However, other studies have indeed shown some semantic N+1 preview benefit in English. For example, Schotter (2013) found an N+1 preview benefit when the parafoveal mask and critical word were actual synonyms of one another (e.g., curlers / rollers) but not when they were mere semantic associates (e.g., curlers / styling). More evidence for semantic facilitation has been found when individual differences were taken into account; Veldre and Andrews (2016) showed that readers who scored high on the Nelson-Denny reading test (a measure of reading ability; Brown et al., 1993) were more efficient at extracting parafoveal semantic information than lower scorers. A larger semantic N+1 preview benefit in English has also been observed when the first letter of the critical N+1 word was capitalized relative to when it was not, suggesting that the visual salience of the capitalized letter may increase attention to the parafoveal word and thus increase the likelihood of semantic information extraction (Rayner & Schotter, 2014).

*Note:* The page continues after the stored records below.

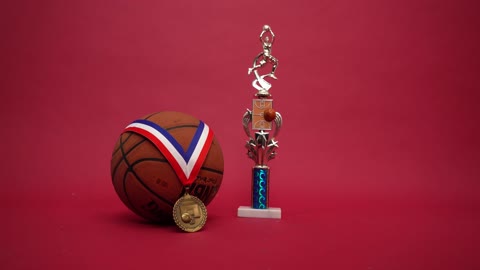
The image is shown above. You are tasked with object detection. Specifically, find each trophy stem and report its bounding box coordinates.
[252,165,270,209]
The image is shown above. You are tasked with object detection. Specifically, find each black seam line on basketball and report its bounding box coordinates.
[112,137,146,181]
[122,169,141,216]
[200,167,223,175]
[144,112,158,120]
[128,165,173,207]
[120,137,173,206]
[131,158,168,168]
[112,132,133,157]
[165,125,198,130]
[131,158,223,175]
[118,136,138,211]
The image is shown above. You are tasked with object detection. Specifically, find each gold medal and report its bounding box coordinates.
[173,192,207,232]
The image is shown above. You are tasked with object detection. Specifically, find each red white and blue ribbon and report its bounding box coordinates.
[125,119,213,185]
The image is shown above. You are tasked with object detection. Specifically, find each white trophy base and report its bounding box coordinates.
[237,206,282,219]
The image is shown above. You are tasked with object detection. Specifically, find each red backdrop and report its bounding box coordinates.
[0,0,480,270]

One potential reason for the semantic preview benefit being relatively hard to detect in English is the deep orthography of the language. Deep orthography languages have an opaque spelling to sound correspondence, while shallow orthography languages have a more straightforward spelling to sound correspondence. It may be that in languages with deep orthography, phonological decoding requires more cognitive resources relative to languages with a relatively shallow orthography, thus leaving fewer cognitive resources for parafoveal pre-processing of semantic information from word N+1. Indeed, this seems to be the case in comparison to German, which has a relatively clear spelling-to-sound correspondence. In both a parafoveal fast-priming study and a GCB study, Hohenstein and colleagues (Hohenstein et al., 2010; Hohenstein & Kliegl, 2014) found that German speakers were clearly able to make use of parafoveally previewed semantic information. Specifically, German speakers displayed facilitated reading of a critical word such as Knochen (bone(s)) when it was parafoveally masked with a semantically related word such as Schädel (skull(s)) compared to when it was parafoveally masked with a semantically unrelated word such as Stiefel (boot(s)).

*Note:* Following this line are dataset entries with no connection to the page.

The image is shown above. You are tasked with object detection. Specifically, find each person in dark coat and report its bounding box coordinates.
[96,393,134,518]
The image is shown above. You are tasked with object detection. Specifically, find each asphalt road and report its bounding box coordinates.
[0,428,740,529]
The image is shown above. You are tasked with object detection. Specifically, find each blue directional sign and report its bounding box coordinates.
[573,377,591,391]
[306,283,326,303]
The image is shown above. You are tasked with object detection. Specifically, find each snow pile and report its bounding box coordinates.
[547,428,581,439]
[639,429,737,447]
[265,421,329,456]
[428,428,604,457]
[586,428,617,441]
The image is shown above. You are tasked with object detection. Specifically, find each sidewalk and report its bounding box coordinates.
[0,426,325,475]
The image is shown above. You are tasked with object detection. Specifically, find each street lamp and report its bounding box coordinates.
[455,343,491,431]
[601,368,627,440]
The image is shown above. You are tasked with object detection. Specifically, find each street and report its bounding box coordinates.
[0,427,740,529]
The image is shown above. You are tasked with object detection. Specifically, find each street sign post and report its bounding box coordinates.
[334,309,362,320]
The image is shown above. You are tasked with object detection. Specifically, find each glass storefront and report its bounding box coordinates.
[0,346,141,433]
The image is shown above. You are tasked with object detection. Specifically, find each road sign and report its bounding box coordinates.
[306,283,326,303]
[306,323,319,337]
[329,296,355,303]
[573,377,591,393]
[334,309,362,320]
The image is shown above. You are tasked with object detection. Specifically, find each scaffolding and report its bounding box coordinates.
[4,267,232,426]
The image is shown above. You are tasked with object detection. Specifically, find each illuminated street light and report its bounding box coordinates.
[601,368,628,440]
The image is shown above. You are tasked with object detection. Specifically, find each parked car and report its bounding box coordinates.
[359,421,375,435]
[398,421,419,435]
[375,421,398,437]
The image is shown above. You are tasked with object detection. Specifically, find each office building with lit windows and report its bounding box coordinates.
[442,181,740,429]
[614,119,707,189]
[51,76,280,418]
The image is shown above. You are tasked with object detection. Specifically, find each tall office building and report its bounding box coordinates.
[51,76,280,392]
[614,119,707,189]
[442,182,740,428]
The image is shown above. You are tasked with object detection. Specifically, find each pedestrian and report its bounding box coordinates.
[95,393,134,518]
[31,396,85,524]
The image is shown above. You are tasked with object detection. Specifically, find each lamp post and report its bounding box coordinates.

Chinese uses a logographic writing system where the orthography of a word maps closely onto its meaning. Compared to alphabetical writing systems, fixations on word N tend to be much closer to word N+1 in Chinese, because words typically comprise only one to two characters in Chinese and inter-word spaces are generally absent. This means that readers of Chinese should have more parafoveal information available (a) due to higher visual acuity for parafoveal words and (b) due to more direct orthographic access to actual word meanings. This makes it a particularly apt language for investigating parafoveal semantic preview effects. Yan et al. (2009) found a semantic N+1 benefit for non-compound simplified Chinese character previews in Chinese reading. A semantic N+1 benefit has also been found with more complex compound characters in simplified Chinese reading (Yan et al., 2012; Yang et al., 2012), as well as in traditional Chinese reading (Tsai et al., 2012). Evidence for a semantic N+1 preview benefit has also been found in Korean, an alphabetic language with shallow orthography but using inter-word spaces (Yan et al., 2019).

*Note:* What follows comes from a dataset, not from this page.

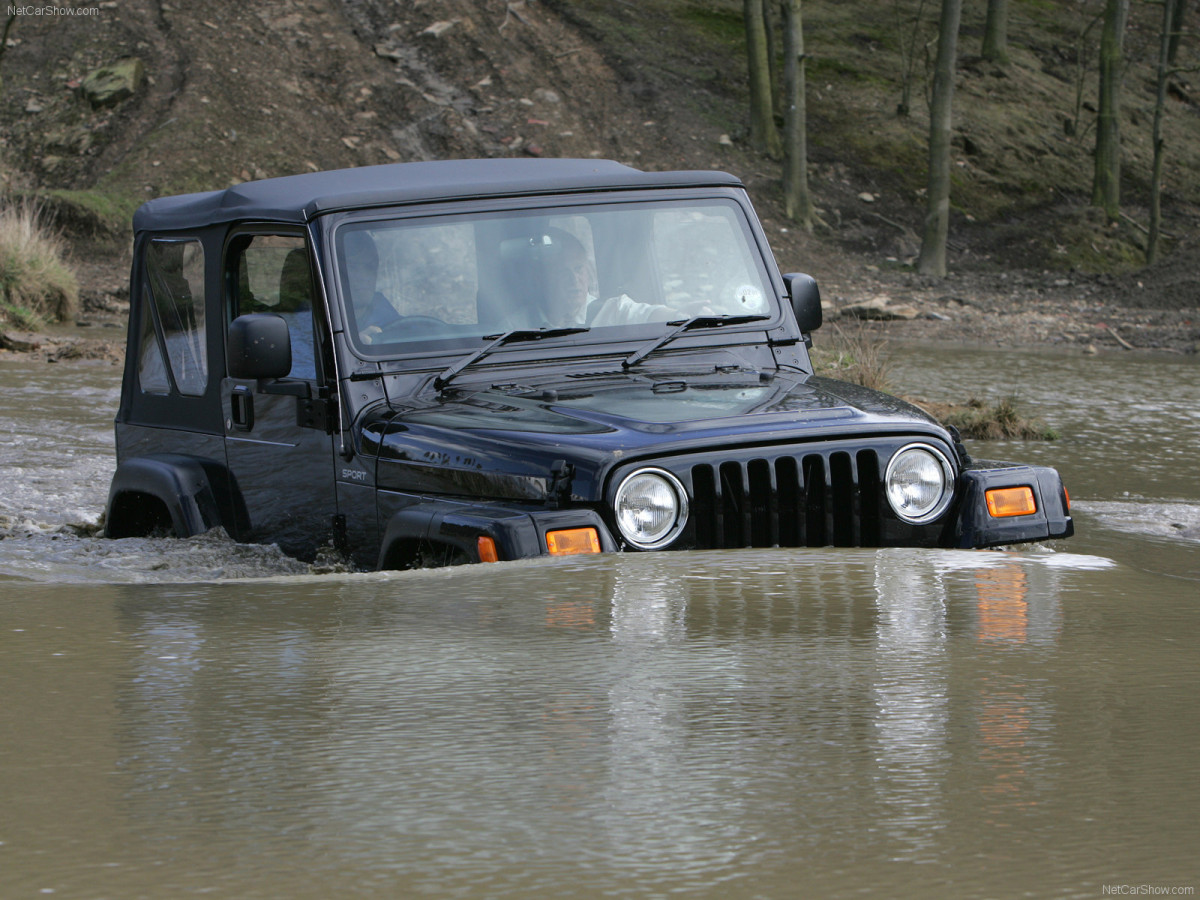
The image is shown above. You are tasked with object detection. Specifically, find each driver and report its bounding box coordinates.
[342,230,401,343]
[540,228,677,328]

The majority of what we know about parafoveal processing comes from native speakers of their first language (L1). In contrast, research investigating parafoveal processing in second language (L2) speakers is relatively sparse and has focused more on semantic processing. To our knowledge, there are only six studies investigating parafoveal processing in L2. Three of these focused primarily on semantic N+1 effects, one on orthographic and phonological N+1 effects, one on syntactic N+1 effects, and one on N+1 interference. Given that the current study investigates semantic N+1 effects, we discuss the semantic N+1 studies in depth and just briefly describe the three additional studies.

In the first GCB study, Altarriba et al. (2001) compared parafoveal processing in Spanish-English bilinguals who read sentences in both English and Spanish. The parafoveal mask in these sentences was manipulated to be either identical to the critical word (no display change), a translation of the critical word in the other language, or an unrelated word in the other language, as shown in Table 1 (columns). Moreover, as the rows in Table 1 indicate, materials were manipulated such that masks were either noncognate translations of the critical words (i.e., the masks shared the same meaning, but no orthography or phonology with the critical word), cognate translations of the critical words (i.e., masks and critical words were orthographically and phonologically similar), or pseudo-cognate translations of the critical words (i.e., orthographically similar, but semantically unrelated; grasa in Spanish means grease in English).Footnote 1

Table 1 Example stimuli from Altarriba et al. (2001)

First-fixation duration and gaze duration results showed similar patterns: relative to an unrelated mask, there was a large N+1 preview benefit when the critical word was seen in the parafovea (no display change); interestingly, there was a similar benefit from cognate masks (crema changing to cream) and pseudo-cognate masks (grasa changing to grass), which did not differ from one another; most crucially, non-cognate masks (fuerte changing to strong) resulted in interference. This suggests that bilingual Spanish/English readers were able to make use of parafoveally available orthographic information (preview benefit from cognate and pseudo-cognate masks) but showed an interference from non-cognate masks (which were semantically but not orthographically related to the critical word).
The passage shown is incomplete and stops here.